Teatro em Lisboa: era uma vez uma casa nas Chocas

A Casa da Praia, a história íntima, comovente e real de uma família portuguesa que viveu em Moçambique, sobe por estes dias ao palco num último andar de um velho prédio do Bairro Alto, em Lisboa. E subir ao palco é uma maneira de dizer, que a história conta-se à volta de uma mesa, com uma actriz, Anabela Almeida, e 15 espectadores, alguns com copos de whisky com soda e gelo à frente, que é como o whisky se bebia em Moçambique.
Anabela Almeida, 50 anos, é uma das netas de José de Almeida, natural de uma aldeia da zona de Pampilhosa da Serra, que partiu em 1950, incentivado pelo tio Alberto e pela sua "carta de chamada", do Cais da Rocha, em Lisboa, rumo a África, sem ter tido coragem de dizer à mulher qual o destino que escolhera para tentar a sorte.

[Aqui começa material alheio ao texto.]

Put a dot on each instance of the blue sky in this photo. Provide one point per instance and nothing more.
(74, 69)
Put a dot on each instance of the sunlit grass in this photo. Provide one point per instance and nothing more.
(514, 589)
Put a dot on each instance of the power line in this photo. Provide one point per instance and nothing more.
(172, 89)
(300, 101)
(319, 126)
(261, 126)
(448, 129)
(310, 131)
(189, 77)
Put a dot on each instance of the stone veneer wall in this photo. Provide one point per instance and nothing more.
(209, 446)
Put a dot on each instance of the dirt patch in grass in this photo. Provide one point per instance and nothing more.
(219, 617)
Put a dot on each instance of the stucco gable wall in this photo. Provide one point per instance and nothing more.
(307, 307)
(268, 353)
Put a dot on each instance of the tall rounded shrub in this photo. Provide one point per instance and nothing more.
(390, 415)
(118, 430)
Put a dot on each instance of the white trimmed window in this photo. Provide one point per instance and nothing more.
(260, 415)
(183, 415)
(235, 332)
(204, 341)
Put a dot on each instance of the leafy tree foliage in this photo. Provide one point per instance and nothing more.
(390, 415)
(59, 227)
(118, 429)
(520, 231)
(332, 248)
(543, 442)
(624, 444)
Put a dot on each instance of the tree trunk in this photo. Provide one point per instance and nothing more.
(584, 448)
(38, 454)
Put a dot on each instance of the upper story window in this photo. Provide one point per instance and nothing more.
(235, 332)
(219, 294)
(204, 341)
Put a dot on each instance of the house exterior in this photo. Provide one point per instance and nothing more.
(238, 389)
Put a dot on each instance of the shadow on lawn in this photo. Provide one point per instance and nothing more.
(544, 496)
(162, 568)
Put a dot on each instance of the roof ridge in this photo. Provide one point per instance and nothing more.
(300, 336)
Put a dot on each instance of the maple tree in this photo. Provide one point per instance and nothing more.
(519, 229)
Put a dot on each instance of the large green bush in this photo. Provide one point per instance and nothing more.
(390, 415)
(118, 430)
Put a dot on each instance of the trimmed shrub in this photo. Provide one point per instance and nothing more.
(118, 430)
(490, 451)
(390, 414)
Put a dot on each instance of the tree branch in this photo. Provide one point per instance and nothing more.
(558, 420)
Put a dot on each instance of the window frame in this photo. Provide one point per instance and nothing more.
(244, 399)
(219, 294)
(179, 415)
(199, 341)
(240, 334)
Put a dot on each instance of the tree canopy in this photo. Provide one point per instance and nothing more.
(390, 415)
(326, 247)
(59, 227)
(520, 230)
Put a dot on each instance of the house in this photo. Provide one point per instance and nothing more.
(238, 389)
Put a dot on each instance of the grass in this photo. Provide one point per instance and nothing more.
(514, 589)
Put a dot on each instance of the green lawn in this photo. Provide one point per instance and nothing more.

E filha de Fernando, que com 13 anos e depois de uma ida ao cabeleireiro (a sua mãe aproveitou para fazer uma permanente) e de uma viagem de 28 dias no mar (talvez no paquete Pátria, ou no Império, ou no Moçambique) se juntou ao pai. Tinham passado oito anos (e oito anos sem ver a família) desde a partida de José, que na altura fugia do "buraco" onde vivia.
Ao longo da hora e pouco que dura o espectáculo, vamos sabendo mais sobre aqueles que no início da década de 70 foram felizes na casa da praia das Chocas, uma praia sem ninguém, a cerca de 200 quilómetros de Nampula e na parte continental que fica em frente à Ilha de Moçambique. José, que encontrou por lá uma terra quente, de arvoredo impressionante e de grandes espaços, começou por morar numa palhota e por trabalhar no mato, a fazer travessas para as linhas de comboio. Mais tarde, depois de alguns anos de solidão, investiu na pensão Nampula e a vida melhorou. Juntou a família em África e mais dois filhos aos quatro que tinham nascido em Portugal. E três dos seis filhos, Fernando e duas irmãs, acabaram por protagonizar um "facto inédito", noticiado na altura pela imprensa local, uma vez que casaram todos no mesmo dia na Catedral Nossa Senhora de Fátima, em Nampula.
Fernando, que adorava a fruta tropical de Moçambique e que aí provou pela primeira vez Fanta e Seven Up (e mais tarde cerveja), conheceu a mulher numa padaria da cidade que então era a sua. Dizia muitas vezes que se tivesse de sair do país seria o seu fim. E um dia teve mesmo de sair... E refazer a vida em Portugal, onde acabou por comprar, em Algés, a Churrascaria Angolana. Nunca voltou a Moçambique, o que a família fez em Abril de 2019, também como uma homenagem aos que já partiram.
E foi a morte de Fernando que levou a filha actriz, que viveu em Moçambique até aos seis anos, a sentir necessidade de recuperar as memórias e de contar a história que interpreta em A Casa da Praia. Sobre o futuro da peça falou-se um pouco na conversa informal que se seguiu à apresentação. Os jornalistas Adelino Gomes e Joaquim Furtado estavam entre a emocionada assistência e sugeriram a Anabela Almeida para não ficar por ali. Adelino Gomes acha que a peça tem de chegar a mais gente, cá ou em África ("Talvez falar com Mia Couto"), Joaquim Furtado acha que esta história precisa de ser escrita. Outro dos presentes achou que a história toca mesmo a quem nada tem a ver com África: podia ser apresentada na Suíça que as emoções estariam lá. Para já, há duas sessões extra marcadas para amanhã e depois.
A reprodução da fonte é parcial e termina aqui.